Ari Syahril Ramadhan
ILUSTRASI Zona Merah. Seorang pedagang keliling berjalan di dekat spanduk peringatan Zona Merah di Kelurahan Cipinang Melayu, Jakarta, Kamis (28/1/2021). [Suara.com/Angga Budhiyanto]

SuaraJabar.id - Tiga daerah di Jawa Barat kembali menyandang status zona mereh penyebaran Covid-19. Ketiganya adalah Kota dan Kabupaten Tasikmalaya serta Kabupaten Bandung Barat.

Kota dan Kabupaten Tasikmalaya awalnya berada pada zona oranye atau risiko sedang penyebaran Covid-19.

Namun, berdasarkan data pemeriksaan mulai 26 April 2021 sampai 2 Mei 2021, status Kota Santri berubah menjadi zona merah (risiko tinggi).

Kepala Bidang (Kabid) Pengendalian dan Pencegahan Penyakit (P2P) Dinas Kesehatan Kota Tasikmalaya Asep Hendra Hendriana mengatakan, sesuai dengan rilis yang dikeluarkan pemerintah provinsi, Kota Tasikmalaya masuk lagi zona merah.

Baca Juga: Jelang THR Cair, Bogor Zona Oranye COVID-19, Tapi 2 Daerah Jabar Zona Merah

"Ini merupakan zona merah ke lima sejak pandemi," ujar Asep dikutip dari Ayobandung, Selasa (4/5/2021).

Ia menuturkan, Pelaksana Tugas (Plt) Wali Kota Tasikmalaya Muhammad Yusuf akan rapat kembali dengan tim satuan tugas penanggulangan Covid-19.

"Kita harus waspada dengan zona merah ini dan harus mengambil sikap, jangan sampai zona merah ini terus menerus.
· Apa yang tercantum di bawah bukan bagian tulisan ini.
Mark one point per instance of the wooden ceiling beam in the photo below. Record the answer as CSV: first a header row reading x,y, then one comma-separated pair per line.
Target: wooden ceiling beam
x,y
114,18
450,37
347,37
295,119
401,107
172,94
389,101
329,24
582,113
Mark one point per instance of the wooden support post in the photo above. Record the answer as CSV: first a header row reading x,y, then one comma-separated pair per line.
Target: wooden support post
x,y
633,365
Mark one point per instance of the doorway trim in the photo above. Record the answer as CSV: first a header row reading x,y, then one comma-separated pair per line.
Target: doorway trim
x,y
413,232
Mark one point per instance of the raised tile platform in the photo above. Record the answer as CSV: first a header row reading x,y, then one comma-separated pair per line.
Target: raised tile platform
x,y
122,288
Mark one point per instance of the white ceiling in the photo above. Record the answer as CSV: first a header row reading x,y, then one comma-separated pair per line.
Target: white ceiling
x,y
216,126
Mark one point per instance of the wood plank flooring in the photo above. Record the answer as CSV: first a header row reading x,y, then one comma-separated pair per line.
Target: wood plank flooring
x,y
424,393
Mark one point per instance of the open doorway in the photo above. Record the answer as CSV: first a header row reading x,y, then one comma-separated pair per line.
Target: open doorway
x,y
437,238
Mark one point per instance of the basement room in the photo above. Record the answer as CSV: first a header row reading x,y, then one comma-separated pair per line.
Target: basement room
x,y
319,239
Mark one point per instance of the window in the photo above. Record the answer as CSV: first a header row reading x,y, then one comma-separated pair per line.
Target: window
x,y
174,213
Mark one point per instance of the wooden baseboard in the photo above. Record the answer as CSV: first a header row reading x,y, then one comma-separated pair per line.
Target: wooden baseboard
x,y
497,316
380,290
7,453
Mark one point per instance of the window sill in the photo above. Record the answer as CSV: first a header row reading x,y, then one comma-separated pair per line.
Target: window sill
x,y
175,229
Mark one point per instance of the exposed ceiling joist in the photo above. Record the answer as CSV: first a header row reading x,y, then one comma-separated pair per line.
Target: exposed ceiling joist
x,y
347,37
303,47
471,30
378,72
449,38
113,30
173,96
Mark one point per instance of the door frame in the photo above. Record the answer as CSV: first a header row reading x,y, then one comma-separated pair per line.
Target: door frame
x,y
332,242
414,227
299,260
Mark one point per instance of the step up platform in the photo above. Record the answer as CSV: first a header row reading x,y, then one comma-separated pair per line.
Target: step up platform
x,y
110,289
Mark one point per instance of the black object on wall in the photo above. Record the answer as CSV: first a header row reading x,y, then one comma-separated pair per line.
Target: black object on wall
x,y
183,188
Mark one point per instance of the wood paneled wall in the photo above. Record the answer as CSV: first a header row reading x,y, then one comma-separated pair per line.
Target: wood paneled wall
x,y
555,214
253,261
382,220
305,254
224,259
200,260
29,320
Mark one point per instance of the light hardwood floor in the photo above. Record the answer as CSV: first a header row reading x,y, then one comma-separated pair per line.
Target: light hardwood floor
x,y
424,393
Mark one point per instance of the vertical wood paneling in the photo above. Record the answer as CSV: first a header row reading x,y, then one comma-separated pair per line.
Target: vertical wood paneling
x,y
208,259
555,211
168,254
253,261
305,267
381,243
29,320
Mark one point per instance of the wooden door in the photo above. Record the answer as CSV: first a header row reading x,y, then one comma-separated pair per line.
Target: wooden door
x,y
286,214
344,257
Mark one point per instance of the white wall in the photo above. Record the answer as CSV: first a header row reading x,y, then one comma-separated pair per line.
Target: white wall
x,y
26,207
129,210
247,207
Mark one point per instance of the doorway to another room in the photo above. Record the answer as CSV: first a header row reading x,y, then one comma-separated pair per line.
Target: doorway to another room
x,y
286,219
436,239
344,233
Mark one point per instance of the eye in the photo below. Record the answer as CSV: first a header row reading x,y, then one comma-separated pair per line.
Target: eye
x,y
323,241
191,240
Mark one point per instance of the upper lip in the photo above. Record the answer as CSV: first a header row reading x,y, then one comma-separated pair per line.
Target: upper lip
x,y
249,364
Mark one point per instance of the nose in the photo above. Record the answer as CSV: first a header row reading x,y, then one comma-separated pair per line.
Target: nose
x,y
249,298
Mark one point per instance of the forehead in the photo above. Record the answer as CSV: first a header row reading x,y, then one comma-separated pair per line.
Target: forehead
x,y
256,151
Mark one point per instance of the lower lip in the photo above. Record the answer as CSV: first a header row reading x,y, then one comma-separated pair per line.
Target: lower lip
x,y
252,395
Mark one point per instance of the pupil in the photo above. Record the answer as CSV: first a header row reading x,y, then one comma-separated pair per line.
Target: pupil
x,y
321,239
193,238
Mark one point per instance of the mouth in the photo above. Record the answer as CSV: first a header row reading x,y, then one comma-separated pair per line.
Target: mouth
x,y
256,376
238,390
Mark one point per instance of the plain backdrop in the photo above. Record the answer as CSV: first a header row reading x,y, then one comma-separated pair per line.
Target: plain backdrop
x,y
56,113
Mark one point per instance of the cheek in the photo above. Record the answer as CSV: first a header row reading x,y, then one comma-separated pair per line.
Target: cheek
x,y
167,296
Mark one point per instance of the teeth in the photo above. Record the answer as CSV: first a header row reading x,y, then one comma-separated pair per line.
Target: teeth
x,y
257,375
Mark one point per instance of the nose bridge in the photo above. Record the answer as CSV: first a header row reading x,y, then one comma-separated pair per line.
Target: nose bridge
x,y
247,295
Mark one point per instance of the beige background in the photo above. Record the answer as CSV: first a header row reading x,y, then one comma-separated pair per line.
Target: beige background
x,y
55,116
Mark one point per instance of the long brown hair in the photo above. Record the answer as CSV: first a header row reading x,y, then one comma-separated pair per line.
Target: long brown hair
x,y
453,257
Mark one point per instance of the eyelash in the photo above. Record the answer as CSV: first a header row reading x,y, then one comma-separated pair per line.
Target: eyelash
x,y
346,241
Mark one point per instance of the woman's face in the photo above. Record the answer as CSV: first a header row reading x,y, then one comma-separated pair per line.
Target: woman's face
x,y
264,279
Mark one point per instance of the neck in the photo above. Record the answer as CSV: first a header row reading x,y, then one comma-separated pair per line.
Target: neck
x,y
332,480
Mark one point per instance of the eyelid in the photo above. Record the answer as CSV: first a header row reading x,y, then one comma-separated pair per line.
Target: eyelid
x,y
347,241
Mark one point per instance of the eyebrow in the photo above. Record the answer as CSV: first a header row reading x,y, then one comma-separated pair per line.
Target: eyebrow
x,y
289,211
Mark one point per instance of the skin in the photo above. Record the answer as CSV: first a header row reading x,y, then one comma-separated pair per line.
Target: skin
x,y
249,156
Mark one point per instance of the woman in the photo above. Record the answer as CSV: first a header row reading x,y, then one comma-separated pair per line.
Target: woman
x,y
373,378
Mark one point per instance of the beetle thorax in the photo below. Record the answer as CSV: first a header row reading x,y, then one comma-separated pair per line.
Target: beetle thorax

Kasian nanti pak Plt kena tegur gubernur kalau lama mah," ucapnya.

Asep menambahkan, predikat zona diberikan oleh pemerintah provinsi setelah melalui proses evaluasi data.

"Ya kalau kriterianya ada. Kemudian beberapa hari lalu memang terjadi penambahan kasus baru, mulai dari belasan hingga puluhan," kata dia.

Baca Juga: Viral! Oknum Wartawan Ngamuk di Balai Desa di Tasikmalaya, Tanya Dana Desa

Sementara itu, berdasarkan data Dinas Kesehatan Kota Tasikmalaya, Selasa, 4 Mei 2021, jumlah kasus terkonfirmasi positif Covid-19 sebanyak 6.213 kasus. Terdapat penambahan kasus baru terkonfirmasi positif Covid-19 sebanyak 7 kasus dan sembuh 25 kasus.